Fabrício Carpinejar
O amor nunca morre de morte natural.
Morre porque o matamos ou o deixamos morrer.
Morre envenenado pela angústia.
Morre enforcado pelo abraço.
Morre
esfaqueado pelas costas.
Morre eletrocutado pela sinceridade.
Morre atropelado
pela grosseria.
Morre sufocado pela desavença.
Mortes patéticas, cruéis, sem obituário e missa de sétimo dia.
Mortes sem sangramento. Lavadas. Com os ossos e as lembranças
deslocados.
O amor não morre de velhice, em paz com a cama e com a fortuna dos
dedos.
Morre com um beijo dado sem ênfase. Um dia morno. Uma indiferença. Uma
conversa surda.
Morre porque queremos que morra. Decidimos que ele está morto.
Facilitamos seu estremecimento.
O amor não poderia morrer, ele não tem fim. Nós que criamos a despedida
por não suportar sua longevidade. Por invejar que ele seja maior do que a nossa
vida.
O fim do amor não será suicídio. O amor é sempre homicídio.

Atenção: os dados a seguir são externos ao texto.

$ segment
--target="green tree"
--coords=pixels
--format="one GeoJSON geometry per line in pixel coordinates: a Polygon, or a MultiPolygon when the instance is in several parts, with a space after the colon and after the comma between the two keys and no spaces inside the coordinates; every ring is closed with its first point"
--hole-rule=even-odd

A boca
estará estranhamente carregada.
Repassei os olhos pelos meus namoros e casamentos. Permiti que o amor
morresse. Eu o vi indo para o mar de noite e não socorri. Eu vi que ele poderia
escorregar dos andares da memória e não apressei o corrimão. Não avisei o amor
no primeiro sinal de fraqueza. No primeiro acidente. Aceitei que desmoronasse,
não levantei as ruínas sobre o passado. Fui orgulhoso e não me arrependi. Meu
orgulho não salvou ninguém. O orgulho não salva, o orgulho coleciona mortos.

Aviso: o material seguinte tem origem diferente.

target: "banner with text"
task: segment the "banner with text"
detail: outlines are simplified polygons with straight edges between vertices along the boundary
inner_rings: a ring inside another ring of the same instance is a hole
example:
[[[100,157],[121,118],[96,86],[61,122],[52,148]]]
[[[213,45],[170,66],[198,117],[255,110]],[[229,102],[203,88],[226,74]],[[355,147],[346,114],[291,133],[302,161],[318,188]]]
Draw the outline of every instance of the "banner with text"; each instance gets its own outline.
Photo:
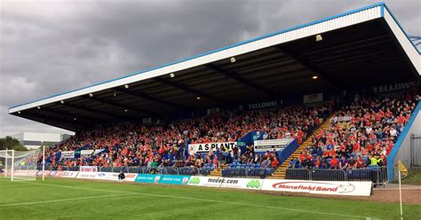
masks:
[[[80,166],[79,167],[80,172],[98,172],[97,166]]]
[[[56,177],[62,177],[62,178],[75,178],[78,173],[79,173],[78,171],[63,171],[61,173],[61,176],[56,176]]]
[[[103,179],[103,180],[118,181],[118,175],[120,173],[98,172],[97,175],[95,176],[95,178],[96,179]],[[125,176],[124,181],[134,182],[134,180],[136,179],[136,177],[138,175],[133,174],[133,173],[125,173],[124,176]]]
[[[190,176],[163,175],[158,183],[164,185],[187,185],[189,178]]]
[[[305,95],[303,98],[304,104],[314,103],[314,102],[322,102],[323,101],[323,93],[314,93]]]
[[[265,179],[262,190],[313,194],[369,196],[371,182]]]
[[[104,149],[97,149],[97,150],[82,150],[81,151],[81,155],[86,156],[86,155],[93,155],[93,154],[98,154],[104,151]]]
[[[188,180],[187,185],[207,187],[220,187],[223,180],[224,177],[207,177],[192,176]]]
[[[138,174],[134,182],[146,184],[157,184],[161,180],[163,175],[159,174]]]
[[[74,157],[75,157],[75,151],[61,152],[60,158],[74,158]]]
[[[251,178],[224,178],[220,187],[259,190],[262,187],[263,179]]]
[[[255,152],[266,152],[266,151],[282,151],[285,146],[290,145],[293,138],[282,138],[282,139],[273,139],[273,140],[255,140],[254,141],[254,151]]]
[[[233,149],[237,146],[236,142],[221,142],[221,143],[207,143],[207,144],[192,144],[188,145],[188,152],[194,151],[195,153],[208,153],[210,149],[216,151],[224,146],[226,149]]]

No mínimo, merecia ser incriminado por omissão.
Mas talvez eu tenha matado meus amores. Seja um serial killer. Perigoso,
silencioso, como todos os amantes, com aparência inofensiva de balconista. Fiz
da dor uma alegria quando não restava alegria.

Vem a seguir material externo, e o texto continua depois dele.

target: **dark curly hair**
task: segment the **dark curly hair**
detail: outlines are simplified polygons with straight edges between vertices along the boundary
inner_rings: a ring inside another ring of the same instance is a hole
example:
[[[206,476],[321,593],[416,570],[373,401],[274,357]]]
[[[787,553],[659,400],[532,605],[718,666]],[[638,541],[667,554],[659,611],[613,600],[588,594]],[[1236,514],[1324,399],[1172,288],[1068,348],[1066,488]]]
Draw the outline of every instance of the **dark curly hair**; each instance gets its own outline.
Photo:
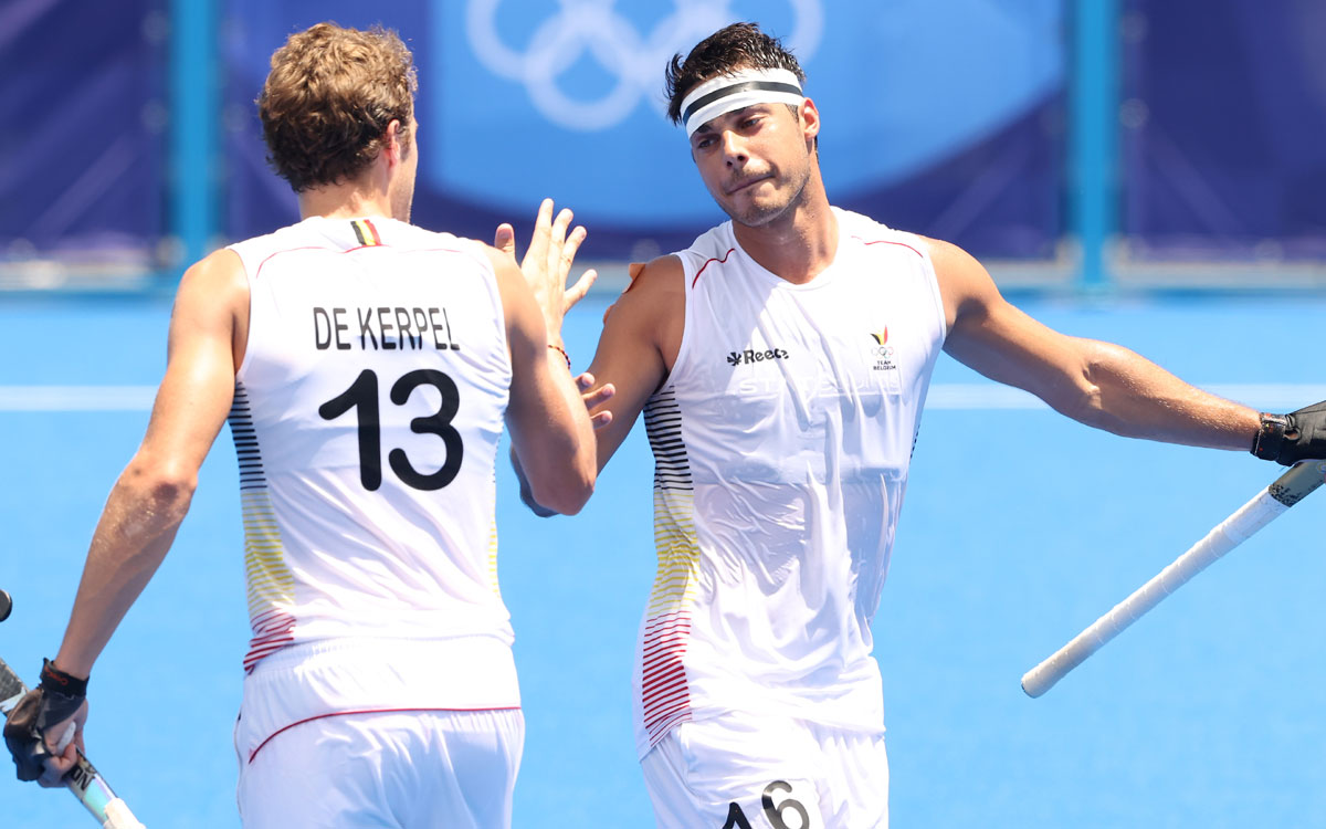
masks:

Mato; não confesso e repito os rituais. Escondo o corpo dela em meu
próprio corpo. Durmo suando frio e disfarço que foi um pesadelo. Desfaço as
pistas e suspeitas assim que termino o relacionamento. Queimo o que fui. E
recomeço, com a certeza de que não houve testemunhas.
Mato porque não tolero o contraponto. A divergência. Mato porque ela
conheceu meu lado escuro e estou envergonhado. Mato e mudo de personalidade, ao
invés de conviver com minhas personalidades inacabadas e falhas.
Mato porque aguardava o elogio e recebia de volta a verdade.
O amor é perigoso para quem não resolveu seus problemas. O amor delata,
o amor incomoda, o amor ofende, fala as coisas mais extraordinárias sem recuar.
O amor é a boca suja. O amor repetirá na cozinha o que foi contado em segredo
no quarto. O amor vai abrir o assoalho, o porão proibido, fazer faxina em sua
casa. Colocar fora o que precisava, reintegrar ao armário o que temia rever.
O amor é sempre assassinado. Para confiarmos a nossa vida para outra
pessoa, devemos saber o que fizemos antes com ela.